Automotive sensor precisely measures adhesive profiles
By Andrew Wilson, Editor, [email protected]
In automobile manufacturing, hinged body panels are mounted together by applying an adhesive bead to the outside edge of the other body panel with a profiled extruding nozzle. Robotically controlled, this nozzle deposits a line of adhesive around a predetermined track. Simultaneoulsy, the track’s height, width, and continuity must be measured and the shape and volume of the adhesive calculated. These parameters must meet a predetermined value set by the manufacturer to properly seal the panel.
Structured light is often the preferred method to measure the adhesive bead parameters. In such systems, a line light is projected at a known angle onto the seal and viewed from a different angle using a machine-vision system. Triangulation methods compute its height and width from which shape and volume measurements can be made.
“Since many systems designed for this task incorporate a single structured laser light and a single camera,” says Rudolf Resch, managing director of Quiss (Puchheim, Germany; www.quiss.com), “they are limited in their ability to properly follow the bead track.” Since the adhesive extruding nozzle, the structured laser lighting, and the camera housing are fixed in a single housing and the bead track may curve at angles of 90º, the complete system must also turn at 90º. In some cases, this can result in corner bead profile information being lost. This problem can be overcome by decoupling the extruding nozzle and the imaging system using an additional mechanical interface attached to the robot. “All this, of course,” says Resch, “results in additional system-engineering costs.”
To overcome these limitations, Quiss has developed the RTVision.h, a sensor that uses a novel LED-based lighting approach and multiple cameras to continuously monitor adhesive bead application at speeds between 200 and 300 mm/s (see figure). Installed directly onto the extruding nozzle, the sensor does not employ conventional structured laser lighting but rather a ring of 18 segments of red ultrabright LED lights. Light from these LEDs is focused into a circular ring of light at a working distance of 12 cm from the part to be inspected. “By projecting a circular rather than a linear light on the adhesive bead,” says Resch, “the problem of cornering is eliminated, since there will always be a part of the light ring crossing the bead. Thus, the lighting and image sensor do not need to be decoupled to capture line profiles.”
Six cameras image the bead profile. These images are distorted by the amount of the profile; the nearly triangular distortion calculates the height, width, and volume profile of the adhesive. Quiss RTVision.h sensor uses an LED-based lighting approach and multiple cameras to continuously monitor adhesive bead application at speeds between 200 and 300 mm/s (inset).

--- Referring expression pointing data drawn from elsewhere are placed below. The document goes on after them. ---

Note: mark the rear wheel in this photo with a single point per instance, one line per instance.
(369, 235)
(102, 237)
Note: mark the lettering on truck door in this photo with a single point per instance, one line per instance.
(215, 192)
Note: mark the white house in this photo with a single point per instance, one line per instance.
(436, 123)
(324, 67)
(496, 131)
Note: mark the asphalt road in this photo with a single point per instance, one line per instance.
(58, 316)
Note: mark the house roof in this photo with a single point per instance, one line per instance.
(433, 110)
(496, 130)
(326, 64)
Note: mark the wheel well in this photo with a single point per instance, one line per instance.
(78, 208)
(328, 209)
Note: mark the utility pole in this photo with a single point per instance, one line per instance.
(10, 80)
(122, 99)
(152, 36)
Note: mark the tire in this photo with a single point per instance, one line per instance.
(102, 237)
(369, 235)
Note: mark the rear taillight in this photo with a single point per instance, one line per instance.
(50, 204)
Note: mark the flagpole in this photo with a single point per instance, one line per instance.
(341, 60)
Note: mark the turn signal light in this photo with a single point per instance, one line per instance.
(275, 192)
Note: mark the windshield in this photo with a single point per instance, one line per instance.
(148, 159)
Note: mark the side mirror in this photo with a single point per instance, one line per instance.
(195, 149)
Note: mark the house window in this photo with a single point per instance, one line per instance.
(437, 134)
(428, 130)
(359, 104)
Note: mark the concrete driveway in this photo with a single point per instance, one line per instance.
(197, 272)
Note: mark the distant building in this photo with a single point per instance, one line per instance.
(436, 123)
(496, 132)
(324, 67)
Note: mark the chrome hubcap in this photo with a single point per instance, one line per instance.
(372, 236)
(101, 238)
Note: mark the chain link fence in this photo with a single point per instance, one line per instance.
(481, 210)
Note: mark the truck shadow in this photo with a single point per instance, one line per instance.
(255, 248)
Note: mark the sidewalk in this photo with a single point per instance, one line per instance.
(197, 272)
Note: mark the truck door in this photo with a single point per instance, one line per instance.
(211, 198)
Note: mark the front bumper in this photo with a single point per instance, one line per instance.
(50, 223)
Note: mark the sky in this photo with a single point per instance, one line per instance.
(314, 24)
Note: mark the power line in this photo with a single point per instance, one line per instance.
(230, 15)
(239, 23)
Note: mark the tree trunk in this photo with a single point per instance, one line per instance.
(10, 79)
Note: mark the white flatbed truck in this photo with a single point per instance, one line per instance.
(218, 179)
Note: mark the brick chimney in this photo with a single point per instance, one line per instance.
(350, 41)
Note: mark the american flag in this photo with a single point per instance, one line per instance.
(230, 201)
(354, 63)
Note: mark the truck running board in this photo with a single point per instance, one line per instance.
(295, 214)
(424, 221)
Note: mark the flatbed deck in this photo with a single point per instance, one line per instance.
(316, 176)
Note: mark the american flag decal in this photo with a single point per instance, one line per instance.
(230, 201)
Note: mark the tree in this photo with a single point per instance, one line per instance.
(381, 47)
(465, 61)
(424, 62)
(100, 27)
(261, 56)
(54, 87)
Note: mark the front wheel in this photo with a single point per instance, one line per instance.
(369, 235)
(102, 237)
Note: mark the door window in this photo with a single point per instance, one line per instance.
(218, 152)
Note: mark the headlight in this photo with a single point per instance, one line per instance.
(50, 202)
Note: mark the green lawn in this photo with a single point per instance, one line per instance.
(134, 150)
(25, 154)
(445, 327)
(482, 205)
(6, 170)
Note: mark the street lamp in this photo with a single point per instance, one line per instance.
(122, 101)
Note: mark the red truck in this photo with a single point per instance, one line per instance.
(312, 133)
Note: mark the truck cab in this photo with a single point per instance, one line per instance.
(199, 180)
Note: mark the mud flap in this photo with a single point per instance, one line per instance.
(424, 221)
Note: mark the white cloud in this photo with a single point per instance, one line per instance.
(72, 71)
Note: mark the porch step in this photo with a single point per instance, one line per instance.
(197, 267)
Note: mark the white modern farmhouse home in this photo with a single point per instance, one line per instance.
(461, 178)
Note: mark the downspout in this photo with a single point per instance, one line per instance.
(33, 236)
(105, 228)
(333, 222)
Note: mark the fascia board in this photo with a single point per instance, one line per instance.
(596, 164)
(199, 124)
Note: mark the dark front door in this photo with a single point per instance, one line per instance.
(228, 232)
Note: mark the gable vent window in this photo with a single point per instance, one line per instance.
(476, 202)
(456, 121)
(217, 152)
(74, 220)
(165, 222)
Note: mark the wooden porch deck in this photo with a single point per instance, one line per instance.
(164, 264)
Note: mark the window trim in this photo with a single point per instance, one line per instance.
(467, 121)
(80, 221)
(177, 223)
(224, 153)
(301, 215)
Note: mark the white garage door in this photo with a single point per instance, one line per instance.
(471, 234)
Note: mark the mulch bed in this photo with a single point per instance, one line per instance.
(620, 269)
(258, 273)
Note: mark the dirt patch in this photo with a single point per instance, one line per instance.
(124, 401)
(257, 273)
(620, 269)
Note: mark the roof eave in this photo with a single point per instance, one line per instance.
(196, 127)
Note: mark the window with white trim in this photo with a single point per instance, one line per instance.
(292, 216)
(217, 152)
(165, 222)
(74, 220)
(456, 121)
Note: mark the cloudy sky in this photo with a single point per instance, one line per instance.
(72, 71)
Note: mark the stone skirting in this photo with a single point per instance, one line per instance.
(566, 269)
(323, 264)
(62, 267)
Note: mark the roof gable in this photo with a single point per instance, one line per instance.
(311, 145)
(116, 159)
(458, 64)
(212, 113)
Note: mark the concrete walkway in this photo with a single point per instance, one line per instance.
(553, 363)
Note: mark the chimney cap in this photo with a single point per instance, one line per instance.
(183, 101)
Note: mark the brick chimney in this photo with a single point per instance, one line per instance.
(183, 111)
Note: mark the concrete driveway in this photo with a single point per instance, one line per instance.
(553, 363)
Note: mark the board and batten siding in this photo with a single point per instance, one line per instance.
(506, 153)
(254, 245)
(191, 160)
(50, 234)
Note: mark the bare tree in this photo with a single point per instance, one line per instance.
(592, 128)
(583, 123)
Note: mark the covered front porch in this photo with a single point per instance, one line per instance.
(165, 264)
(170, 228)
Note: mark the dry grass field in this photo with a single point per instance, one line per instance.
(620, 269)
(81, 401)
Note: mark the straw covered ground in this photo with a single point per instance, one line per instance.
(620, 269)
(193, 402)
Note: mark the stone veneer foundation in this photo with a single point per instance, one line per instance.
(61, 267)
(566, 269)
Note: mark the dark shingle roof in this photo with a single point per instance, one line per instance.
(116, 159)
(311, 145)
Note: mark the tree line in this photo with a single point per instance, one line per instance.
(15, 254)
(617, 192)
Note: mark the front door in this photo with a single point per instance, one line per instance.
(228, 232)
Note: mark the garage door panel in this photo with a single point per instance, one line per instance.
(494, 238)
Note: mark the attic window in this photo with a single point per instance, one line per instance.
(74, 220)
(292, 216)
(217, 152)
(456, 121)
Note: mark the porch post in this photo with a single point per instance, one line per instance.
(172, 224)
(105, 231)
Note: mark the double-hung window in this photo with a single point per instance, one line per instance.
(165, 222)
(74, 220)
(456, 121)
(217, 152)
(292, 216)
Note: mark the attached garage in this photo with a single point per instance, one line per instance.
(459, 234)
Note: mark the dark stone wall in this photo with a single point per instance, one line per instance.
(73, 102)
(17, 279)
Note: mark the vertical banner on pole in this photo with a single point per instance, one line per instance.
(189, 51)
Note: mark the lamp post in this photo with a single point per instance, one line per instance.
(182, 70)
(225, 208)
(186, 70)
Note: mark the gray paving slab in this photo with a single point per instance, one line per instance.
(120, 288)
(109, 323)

To image the line profile of the projected ringlight, Quiss has incorporated no less than six monochrome CCD cameras into the head of the RTVision.h sensor. In this way, there will always be at least two cameras that can image the line profile of the adhesive bead. These images are then digitized using two PC-2 Vision frame grabbers from DALSA (Waterloo, ON, Canada; www.dalsa.com), each with three RS-170 inputs into an industrial PC.
Once digitized, the height profile of the adhesive bead can be calculated. Here again, Quiss has used some novel image- processing methods to perform this calculation. Because six cameras are used to image the part, there is no need to rotate the cameras to perform these measurements. Once captured, all six images can be displayed on the systems user interface.
“If, for example, the part being imaged is flat,” explains Resch, “the resultant images would all be circular since no profile would be present.” However, since the part is not flat, the resultant circular images are distorted by the amount of that profile. This can bee seen as triangular features within the images that represent height profile.
To detect the presence of noise, all six images are first thresholded. Any noise will then appear as bright spots within the image. To measure the height profile, several height measurements under the near triangular deviation of each image is measured. “Images that incorporate a large amount of noise are less heavily weighted than those that present less noise,” says Resch. “Similarly, height profile measurements between images are compared and should specific height profile measurements occur more often these measurements are more heavily weighted.”
In this way, the system can determine more exactly the profile height measurement for the bead seam. Once such height and width measurements are made, the system dynamically calculates the volume measurement of the adhesive, providing dynamic feedback to the extruding nozzle.